DeDoDe v2: Analyzing and Improving the DeDoDe Keypoint Detector

Johan Edstedt, Georg Bökman, Zhenjun Zhao; Proceedings of the IEEE/CVF Conference on Computer Vision and Pattern Recognition (CVPR) Workshops, 2024, pp. 4245-4253

Abstract


In this paper we analyze and improve into the recently proposed DeDoDe keypoint detector. We focus our analysis on some key issues. First we find that DeDoDe keypoints tend to cluster together which we fix by performing non-max suppression on the target distribution of the detector during training.
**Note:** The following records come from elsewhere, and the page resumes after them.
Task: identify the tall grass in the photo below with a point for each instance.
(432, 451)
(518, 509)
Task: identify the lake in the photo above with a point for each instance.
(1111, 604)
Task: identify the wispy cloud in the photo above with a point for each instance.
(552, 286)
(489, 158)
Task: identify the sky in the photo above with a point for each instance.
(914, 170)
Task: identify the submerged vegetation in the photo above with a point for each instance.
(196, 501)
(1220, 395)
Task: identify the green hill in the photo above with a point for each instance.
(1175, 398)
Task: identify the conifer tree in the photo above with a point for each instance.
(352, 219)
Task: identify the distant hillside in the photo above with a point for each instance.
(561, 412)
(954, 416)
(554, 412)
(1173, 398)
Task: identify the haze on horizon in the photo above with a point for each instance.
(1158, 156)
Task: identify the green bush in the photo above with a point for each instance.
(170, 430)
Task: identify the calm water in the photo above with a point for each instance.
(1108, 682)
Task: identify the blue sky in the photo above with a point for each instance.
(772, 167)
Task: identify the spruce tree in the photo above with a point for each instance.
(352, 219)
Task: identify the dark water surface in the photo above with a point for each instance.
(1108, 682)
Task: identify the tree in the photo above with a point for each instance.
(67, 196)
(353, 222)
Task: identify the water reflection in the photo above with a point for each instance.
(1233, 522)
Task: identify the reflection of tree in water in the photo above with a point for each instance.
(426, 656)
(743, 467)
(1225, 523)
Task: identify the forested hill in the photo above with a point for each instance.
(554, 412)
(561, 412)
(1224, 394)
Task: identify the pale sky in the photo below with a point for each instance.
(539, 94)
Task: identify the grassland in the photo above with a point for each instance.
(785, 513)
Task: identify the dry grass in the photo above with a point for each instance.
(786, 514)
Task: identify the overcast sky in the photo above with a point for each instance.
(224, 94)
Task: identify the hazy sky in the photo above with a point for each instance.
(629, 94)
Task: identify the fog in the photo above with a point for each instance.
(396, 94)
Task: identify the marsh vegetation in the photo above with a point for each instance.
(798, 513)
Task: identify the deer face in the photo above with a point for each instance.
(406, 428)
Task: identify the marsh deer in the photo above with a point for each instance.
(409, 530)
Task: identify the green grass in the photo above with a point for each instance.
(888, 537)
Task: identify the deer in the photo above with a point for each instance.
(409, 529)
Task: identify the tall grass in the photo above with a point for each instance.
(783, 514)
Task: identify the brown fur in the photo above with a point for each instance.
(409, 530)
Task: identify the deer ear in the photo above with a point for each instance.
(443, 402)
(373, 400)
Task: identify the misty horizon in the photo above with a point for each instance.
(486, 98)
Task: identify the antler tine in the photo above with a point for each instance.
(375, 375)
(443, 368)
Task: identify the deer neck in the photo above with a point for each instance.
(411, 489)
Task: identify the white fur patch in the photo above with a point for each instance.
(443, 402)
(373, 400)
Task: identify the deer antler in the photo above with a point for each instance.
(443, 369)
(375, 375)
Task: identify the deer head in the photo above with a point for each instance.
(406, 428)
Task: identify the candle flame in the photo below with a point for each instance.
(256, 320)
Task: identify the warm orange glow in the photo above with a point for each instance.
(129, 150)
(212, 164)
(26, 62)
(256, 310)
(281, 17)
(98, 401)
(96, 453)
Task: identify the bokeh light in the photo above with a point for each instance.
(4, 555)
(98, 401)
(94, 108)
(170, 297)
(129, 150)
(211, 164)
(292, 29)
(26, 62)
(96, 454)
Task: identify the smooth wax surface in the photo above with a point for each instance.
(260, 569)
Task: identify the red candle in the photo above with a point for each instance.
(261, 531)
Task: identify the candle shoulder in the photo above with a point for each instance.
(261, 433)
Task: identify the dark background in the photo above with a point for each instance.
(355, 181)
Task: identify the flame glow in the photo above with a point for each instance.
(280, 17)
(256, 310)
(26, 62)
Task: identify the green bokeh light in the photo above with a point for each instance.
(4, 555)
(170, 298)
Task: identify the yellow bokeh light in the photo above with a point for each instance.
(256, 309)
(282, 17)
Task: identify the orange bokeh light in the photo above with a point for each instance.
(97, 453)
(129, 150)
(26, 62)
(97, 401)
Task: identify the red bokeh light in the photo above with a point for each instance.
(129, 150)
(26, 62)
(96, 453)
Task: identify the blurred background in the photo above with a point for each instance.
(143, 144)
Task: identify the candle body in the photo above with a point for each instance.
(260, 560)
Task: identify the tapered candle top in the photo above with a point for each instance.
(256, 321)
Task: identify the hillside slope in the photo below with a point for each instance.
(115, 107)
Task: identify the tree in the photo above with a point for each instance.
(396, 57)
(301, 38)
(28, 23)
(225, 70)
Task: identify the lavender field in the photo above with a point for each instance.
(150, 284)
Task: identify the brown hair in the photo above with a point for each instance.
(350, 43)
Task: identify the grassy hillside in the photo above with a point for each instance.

Second we address issues related to data augmentation. In particular the DeDoDe detector is sensitive to large rotations. We fix this by including 90-degree rotations as well as horizontal flips. Finally the decoupled nature of the DeDoDe detector makes evaluation of downstream usefulness problematic. We fix this by matching the keypoints with a pretrained dense matcher (RoMa) and evaluating two-view pose estimates. We find that the original long training is detrimental to performance and therefore propose a much shorter training schedule. We integrate all these improvements into our proposed detector DeDoDe v2 and evaluate it with the original DeDoDe descriptor on the MegaDepth-1500 and IMC2022 benchmarks. Our proposed detector significantly increases pose estimation results notably from 75.9 to 78.3 mAA on the IMC2022 challenge. Code and weights are available at github.com/Parskatt/DeDoDe.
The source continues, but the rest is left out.